200.000 postes de fonctionnaires supprimés mais ce n'est pas fini: même sans Musk, la commission Doge continue à faire trembler l'administration américaine

Russell Vought, directeur du budget de la Maison Blanche, contrôle aussi le Doge selon plusieurs employés du gouvernement. - Photo par KAYLA BARTKOWSKI / GETTY IMAGES NORTH AMERICA / Getty Images via AFP
Trois mois après une rupture fracassante entre Donald Trump et Elon Musk, la commission Doge, désormais privée de l'entrepreneur, continue à faire trembler, de l'intérieur, l'administration américaine. Mais loin des projecteurs.
Entité ad hoc créée par le président des États-Unis et confiée au patron de Tesla, la Commission à l'efficacité gouvernementale (Doge) devait tailler dans les dépenses publiques et alléger la bureaucratie.
Depuis sa naissance en janvier, près de 200.000 fonctionnaires ont quitté l'administration, selon l'organisation Partnership for Public Service, sur un effectif total de plus de deux millions.
Beaucoup ont été licenciés, souvent avec pour seule justification des économies de coûts, des inspecteurs des impôts aux agents des parcs nationaux, en passant par des météorologues de l'agence nationale NWS.
Après le départ d'Elon Musk, en mai, la plupart des hauts responsables de Doge ont aussi quitté le navire. Mais certains employés de la structure sont eux entrés au sein même du gouvernement américain, alors que Doge n'a pas, lui, le statut d'organisme public.
"Ce n'est pas parce qu'on n'entend plus le raffut d'Elon Musk qu'ils ont disparu", prévient un fonctionnaire du ministère de la Défense, sous le couvert de l'anonymat.
La commission est désormais dirigée par Amy Gleeson, une ancienne infirmière devenue spécialiste de l'informatique appliquée au système de santé.
Mais selon plusieurs employés du gouvernement interrogés par l'AFP, Doge est sous le contrôle de Russell Vought, directeur du budget de la Maison Blanche (OMB), organe très influent qui articule les orientations budgétaires du président des Etats-Unis.
Ce juriste de formation, qui se présente notamment en pourfendeur de la bureaucratie, est l'un des architectes du "Projet 2025", une feuille de route ultraconservatrice sur laquelle s'est beaucoup appuyé Donald Trump depuis son investiture en janvier.
Des coupes à l'aveugle
Plusieurs alliés d'Elon Musk occupent aujourd'hui des fonctions étendues au sein du gouvernement, notamment Scott Kupor. Ancien associé au sein de la référence du capital-risque Andreessen Horowitz, il dirige désormais l'Office of Personnel Management, l'antenne de gestion des ressources humaines de l'ensemble du gouvernement américain.
Brad Smith, investisseur dans le domaine médical, a rejoint le département d'État, où il supervise les programmes de coopération internationale sur la prévention des maladies infectieuses.
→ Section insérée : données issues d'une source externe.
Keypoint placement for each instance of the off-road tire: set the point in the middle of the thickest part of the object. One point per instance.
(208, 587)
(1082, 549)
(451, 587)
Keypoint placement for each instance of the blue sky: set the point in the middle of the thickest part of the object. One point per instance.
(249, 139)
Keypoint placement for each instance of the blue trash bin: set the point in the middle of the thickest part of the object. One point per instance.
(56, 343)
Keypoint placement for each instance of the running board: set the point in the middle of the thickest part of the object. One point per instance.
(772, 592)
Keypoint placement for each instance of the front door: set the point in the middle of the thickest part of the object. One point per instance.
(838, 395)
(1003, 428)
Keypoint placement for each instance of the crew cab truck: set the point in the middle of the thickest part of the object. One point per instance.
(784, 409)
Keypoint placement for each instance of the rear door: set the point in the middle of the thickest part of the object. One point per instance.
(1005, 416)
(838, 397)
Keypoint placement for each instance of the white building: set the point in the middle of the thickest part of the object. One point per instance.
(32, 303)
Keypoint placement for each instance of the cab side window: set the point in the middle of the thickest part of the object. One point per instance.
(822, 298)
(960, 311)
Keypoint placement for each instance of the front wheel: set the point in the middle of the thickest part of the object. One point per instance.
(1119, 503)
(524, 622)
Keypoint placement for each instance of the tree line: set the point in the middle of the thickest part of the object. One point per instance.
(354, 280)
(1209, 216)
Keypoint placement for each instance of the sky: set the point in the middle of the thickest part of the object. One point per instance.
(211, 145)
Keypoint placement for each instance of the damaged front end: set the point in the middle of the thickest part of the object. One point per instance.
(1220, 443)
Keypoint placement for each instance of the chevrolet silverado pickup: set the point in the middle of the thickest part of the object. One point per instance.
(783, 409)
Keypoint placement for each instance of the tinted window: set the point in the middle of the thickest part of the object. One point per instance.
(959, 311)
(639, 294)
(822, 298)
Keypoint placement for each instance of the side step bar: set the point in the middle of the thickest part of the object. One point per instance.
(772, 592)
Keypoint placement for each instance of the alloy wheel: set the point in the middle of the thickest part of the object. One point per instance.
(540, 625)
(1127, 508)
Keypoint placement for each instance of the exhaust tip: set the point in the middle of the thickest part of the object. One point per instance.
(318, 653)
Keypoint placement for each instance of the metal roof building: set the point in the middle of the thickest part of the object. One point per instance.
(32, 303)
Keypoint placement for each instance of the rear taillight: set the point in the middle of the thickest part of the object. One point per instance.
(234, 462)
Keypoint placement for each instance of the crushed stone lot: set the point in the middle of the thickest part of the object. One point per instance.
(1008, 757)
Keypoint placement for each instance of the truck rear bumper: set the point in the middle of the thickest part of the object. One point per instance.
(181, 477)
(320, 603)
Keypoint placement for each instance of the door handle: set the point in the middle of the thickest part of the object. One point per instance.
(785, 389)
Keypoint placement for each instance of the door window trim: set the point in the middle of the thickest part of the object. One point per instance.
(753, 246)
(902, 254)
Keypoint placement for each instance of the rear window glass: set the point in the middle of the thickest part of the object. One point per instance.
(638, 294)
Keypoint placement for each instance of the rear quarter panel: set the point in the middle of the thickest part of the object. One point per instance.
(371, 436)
Il avait précédemment oeuvré, sous l'étiquette Doge, à une brutale cure d'amincissement du ministère de la Santé.
Quant à Aram Moghaddassi, il est aux manettes des services informatiques de la Sécurité sociale américaine. Le responsable de la gestion des données de ce service a effectué, en août, un signalement affirmant qu'Aram Moghaddassi et son équipe avaient téléchargé une gigantesque base de données confidentielles de la Sécurité sociale sur un serveur insuffisamment protégé.
Cette dissémination au sein du secteur public américain complique l'évaluation de l'influence qu'exerce encore le mouvement impulsé par Elon Musk. "La question de savoir comment on définit Doge, ce que c'est exactement, est devenue beaucoup plus complexe", estime Faith Williams, de l'observatoire Project on Government Oversight.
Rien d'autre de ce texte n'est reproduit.